Showing posts with label exercise. Show all posts
Showing posts with label exercise. Show all posts

Monday, August 17, 2009

Personal Trainer

One of the nice things about my daughter is that she makes a great personal trainer. Just the other night, as I was attempting to read her a bedtime story, she turned to me and said, “Why don’t I color instead, and you can do some exercises?” She wasn’t content until I agreed to do my long-forgotten abs routine right there on her bedroom floor. When my stomach muscles started burning and I paused for a moment to rest, she looked up from her coloring with a stern expression and said, “Why are you stopping?” I had been planning to quit, but not liking the feeling of being judged and found lacking by a four-year-old, I started right back up. I kept at it until she pronounced both of us done, put away her coloring, and gave me a kiss goodnight.

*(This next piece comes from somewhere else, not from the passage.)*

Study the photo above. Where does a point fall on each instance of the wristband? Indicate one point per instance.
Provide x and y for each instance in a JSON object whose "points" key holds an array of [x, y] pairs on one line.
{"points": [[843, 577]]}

I remember a time when I was little and my mother put me in charge of her diet. It was my job, as the kid with no interest whatsoever in food, to serve her reasonable portions and put away the rest of the dinner before she could go back for seconds. At the time I thought it was fun, despite being an added chore to my day, sort of taking on the parent role for a few precious moments each day. But now I get it on a deeper level. Moms have this way of holding themselves even more accountable when looking at themselves through their children’s eyes. After all, we aren’t just caregivers, we’re role models. Sure, it may just be a few crunches you hadn’t planned to do that day, but even still, why quit if you don’t really have to? I’d like her to grow up thinking of exercise as a normal part of any day. And thinking that you don’t quit just because you start getting a little tired.

Thursday, June 04, 2009

Yoga Kids

I’ve been trying to get back into doing yoga regularly, much to the joy of my kids. I love how excited they get at the sight of me putting the Rodney Yee DVD into the player. They scurry around, kicking toys out of the way, clearing a space for the three of us, chanting “Yoga! Yoga!” Do other kids do this?

They’re actually ridiculously good yogis. The way they carefully adjust each pose until it matches mine, then put me to shame by folding themselves effortlessly in half without things like bones or joints seeming to get in the way. They get bored with the simple poses, and start throwing their own complications into it, standing on one foot while balancing a toy in one hand while waving their other arm around in circles (a la Cat in the Hat, before he falls off the ball).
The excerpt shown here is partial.